While being mature is not the same thing as being an adult, maturity is still a big factor on what age a person becomes an adult. In order to live independently, a person would need to be able to make their own decisions and be able to support themselves. Every person matures at a different rate because there are many things that affect their age of maturity, like family structure and society constructs.  

Amelia Joyner (11) is in the AP Psychology class, where they have studied topics related to brain development and age of maturity. 

I think independence is what makes us an adult. I believe that we’re adults when we can survive on our own and provide for ourselves. Of course, at 18 we’re legally adults, but some people reach an adult level of maturity before or after that age,” Joyner said. 

At 18 years old, many people are not ready to live on their own and are still relying on their parents for money and support. After college is usually when people start to live on their own and become independent.  

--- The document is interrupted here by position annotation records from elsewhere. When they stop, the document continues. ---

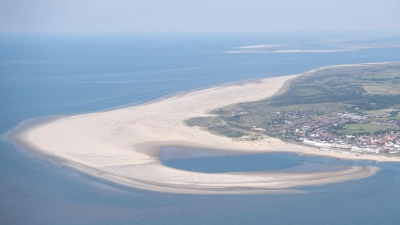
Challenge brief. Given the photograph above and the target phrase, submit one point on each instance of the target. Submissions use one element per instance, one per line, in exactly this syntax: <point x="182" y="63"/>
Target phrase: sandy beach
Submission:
<point x="123" y="145"/>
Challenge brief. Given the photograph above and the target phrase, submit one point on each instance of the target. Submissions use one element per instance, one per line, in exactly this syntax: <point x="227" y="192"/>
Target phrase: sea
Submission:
<point x="48" y="75"/>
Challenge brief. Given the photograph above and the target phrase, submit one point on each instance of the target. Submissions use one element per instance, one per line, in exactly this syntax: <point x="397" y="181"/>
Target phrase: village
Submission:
<point x="334" y="132"/>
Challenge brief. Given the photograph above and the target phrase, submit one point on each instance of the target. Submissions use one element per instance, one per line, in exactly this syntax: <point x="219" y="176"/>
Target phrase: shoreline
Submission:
<point x="122" y="144"/>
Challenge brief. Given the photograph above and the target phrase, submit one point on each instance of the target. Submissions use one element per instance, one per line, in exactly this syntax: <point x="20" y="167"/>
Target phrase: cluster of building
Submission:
<point x="319" y="131"/>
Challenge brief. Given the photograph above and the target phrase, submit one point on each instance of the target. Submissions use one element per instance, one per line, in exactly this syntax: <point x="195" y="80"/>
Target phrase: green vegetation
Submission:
<point x="360" y="90"/>
<point x="362" y="129"/>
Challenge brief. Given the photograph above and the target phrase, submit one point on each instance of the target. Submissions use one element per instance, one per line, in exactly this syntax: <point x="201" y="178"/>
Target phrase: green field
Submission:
<point x="325" y="92"/>
<point x="362" y="129"/>
<point x="383" y="89"/>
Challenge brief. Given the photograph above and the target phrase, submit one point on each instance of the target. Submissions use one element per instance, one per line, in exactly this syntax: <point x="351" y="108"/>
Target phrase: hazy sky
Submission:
<point x="131" y="16"/>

AP Psychology student Libby Cheek (10) has studied human behavior in class and thinks that independence plays a large role in what makes us adults.

I think that we become adults when we are 18. I think that since that is the age you most likely would leave for college and start living on your own and using your own money, that makes you an adult. Once you no longer need support from your parents, you are an adult,” Cheek said.

While at 18 one could legally be considered an adult, often age is just a number.  Brain development, maturity levels and responsibility are also determining factors in adulthood.